Affranchie du protocole perpétué par les maîtres du Kôdô, Maki Ueda en partage le goût de la performance et du jeu, qu’elle met en scène dans des installations déambulatoires et des workshops collaboratifs. Globe-trotteuse formée aux sciences de l’environnement, elle emprunte autant dans son œuvre aux postures induites par les arts médiatiques qu’aux pratiques ancestrales de la parfumerie transmises à Grasse ou à Delhi. Encore peu connu en France, où nous manquons cruellement de lieux d’expérimentation, l’art olfactif de Maki Ueda s’est développé en Occident au sein d’une famille artistique liée aux arts numériques, dont les membres passent nécessairement par les centres d’art et de recherche V2 (Institute for the Unstable Media), à Rotterdam, et Steim,à Amsterdam. Sensible à la magie florale des « pots-pourris » dès la petite enfance, ce sont ses études en arts médiatiques qui la mènent au département « Human Interface » de la prestigieuse université de Keio, à Tokyo, où l’artiste et chercheur Atau Tanaka, dont elle est l’assistante, la connecte avec la scène numérique occidentale émergente. « J’éprouvais le désir d’investir un autre champ que celui des arts visuels et, au début des années 2000, on trouvait aux Pays-Bas de nombreuses petites galeries prêtes à l’expérimentation, explique Maki Ueda.

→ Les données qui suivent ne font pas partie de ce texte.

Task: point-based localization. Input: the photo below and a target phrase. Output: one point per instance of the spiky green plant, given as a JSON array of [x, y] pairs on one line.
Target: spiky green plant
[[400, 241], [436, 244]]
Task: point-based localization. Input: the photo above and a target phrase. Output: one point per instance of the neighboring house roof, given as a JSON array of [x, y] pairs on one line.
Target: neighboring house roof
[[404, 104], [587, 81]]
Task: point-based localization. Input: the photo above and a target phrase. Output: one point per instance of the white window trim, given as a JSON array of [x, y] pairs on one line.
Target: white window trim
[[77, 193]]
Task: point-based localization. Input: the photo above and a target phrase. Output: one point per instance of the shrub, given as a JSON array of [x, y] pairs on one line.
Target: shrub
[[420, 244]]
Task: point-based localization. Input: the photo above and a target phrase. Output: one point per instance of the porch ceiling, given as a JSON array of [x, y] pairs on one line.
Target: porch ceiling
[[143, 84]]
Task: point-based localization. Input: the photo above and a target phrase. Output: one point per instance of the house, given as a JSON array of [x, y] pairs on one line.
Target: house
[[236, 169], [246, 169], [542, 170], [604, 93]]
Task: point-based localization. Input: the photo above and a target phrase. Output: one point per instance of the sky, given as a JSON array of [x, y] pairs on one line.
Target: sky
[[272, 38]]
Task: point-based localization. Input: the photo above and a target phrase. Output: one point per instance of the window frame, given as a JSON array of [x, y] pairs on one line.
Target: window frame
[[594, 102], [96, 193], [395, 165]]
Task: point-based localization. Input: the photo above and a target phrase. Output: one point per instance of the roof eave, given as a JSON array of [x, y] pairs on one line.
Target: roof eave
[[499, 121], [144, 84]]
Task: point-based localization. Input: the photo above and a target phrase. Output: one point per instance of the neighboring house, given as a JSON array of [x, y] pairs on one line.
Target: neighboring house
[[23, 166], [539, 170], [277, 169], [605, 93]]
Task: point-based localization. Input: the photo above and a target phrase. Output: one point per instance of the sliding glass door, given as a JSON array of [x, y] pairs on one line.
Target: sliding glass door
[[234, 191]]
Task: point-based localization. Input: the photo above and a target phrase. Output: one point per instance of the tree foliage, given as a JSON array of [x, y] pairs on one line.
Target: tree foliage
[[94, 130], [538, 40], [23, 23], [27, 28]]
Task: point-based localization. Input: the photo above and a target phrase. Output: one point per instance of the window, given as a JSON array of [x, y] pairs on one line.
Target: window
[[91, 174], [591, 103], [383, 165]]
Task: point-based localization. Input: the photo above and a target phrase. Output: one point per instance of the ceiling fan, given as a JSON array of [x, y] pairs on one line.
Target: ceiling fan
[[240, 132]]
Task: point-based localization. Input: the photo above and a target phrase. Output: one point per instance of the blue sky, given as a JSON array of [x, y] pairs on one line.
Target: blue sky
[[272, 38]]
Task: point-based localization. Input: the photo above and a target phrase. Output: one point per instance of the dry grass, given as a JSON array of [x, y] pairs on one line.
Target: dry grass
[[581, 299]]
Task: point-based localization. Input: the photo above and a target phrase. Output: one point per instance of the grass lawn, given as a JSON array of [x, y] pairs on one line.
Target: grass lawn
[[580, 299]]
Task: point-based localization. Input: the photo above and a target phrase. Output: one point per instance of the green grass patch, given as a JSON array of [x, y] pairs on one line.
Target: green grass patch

Quand mon fils est né, dans ce même pays, je me suis retrouvée à passer des heures dans la cuisine avec toutes ces senteurs que j’avais envie de partager. C’est ainsi que j’ai décidé d’utiliser l’odeur pour médium. »
Très vite, la jeune artiste – qui partage aujourd’hui encore son temps entre le Japon et les Pays-Bas – est sollicitée pour de nombreuses performances, mêlant danse, théâtre et musique – parmi elles, Sukebeningen (2), présentée au Steim en 2011, explore ainsi par la danse, la musique électronique, les arts graphiques et le parfum, les différentes manières d’aborder l’érotisme en Occident comme en Orient. A la manière de Kumikô débridés – le volet ludique du Kôdô –, Maki Ueda fomente des parcours, qu’elle baptise Aromatic Journeys, et desjeux olfactifs dans le cadre de programmes « art et science », où l’apprentissage de la reconnaissance d’étranges fragrances compte autant que la fabrication d’objets d’art – ou jouets insolites – à diffuser les odeurs. Son approche multiculturelle très avant-gardiste de l’odorat et la spécificité de son processus de création – entre atelier de chimie et gastronomie moléculaire – l’imposent comme pionnière de l’olfaction dans les milieux artistiques, un peu partout dans le monde.
Maki Ueda aime travailler in situ et compose elle-même ses fragrances naturelles avec les moyens du bord : lors d’un festival de musique électronique en 2008 (Electric Eclectics Festival), au Canada, elle crée en quelques heures tout un bar à parfums (The Smell Bar) dans un camion, à partir de vodka, d’huile végétale et autres ingrédients cueillis dans les prés voisins, dont elle extrait les effluves exaltées par les rayons du soleil. Toutes les techniques sont bonnes pour cette chimiste-née, qui va se former à Grasse lors de l’été 2007 pour mieux comprendre l’extraction naturelle et décide, en 2014, de rejoindre à Kannauj, dans le nord de l’Inde, l’héritière d’une lignée d’artisans parfumeurs, Aastha. Cette dernière lui fera découvrir les secrets de l’Attar, une méthode de distillation à l’huile – et non à l’alcool, comme elle se pratique en Occident – vieille de 5 000 ans ! En adaptant cette technique ancestrale, Maki Ueda entend bien capturer le parfum du port de Rotterdam (The Earth Perfume) : un projet fomenté depuis quelques années et pour lequel elle cherche un lieu de restitution idéal.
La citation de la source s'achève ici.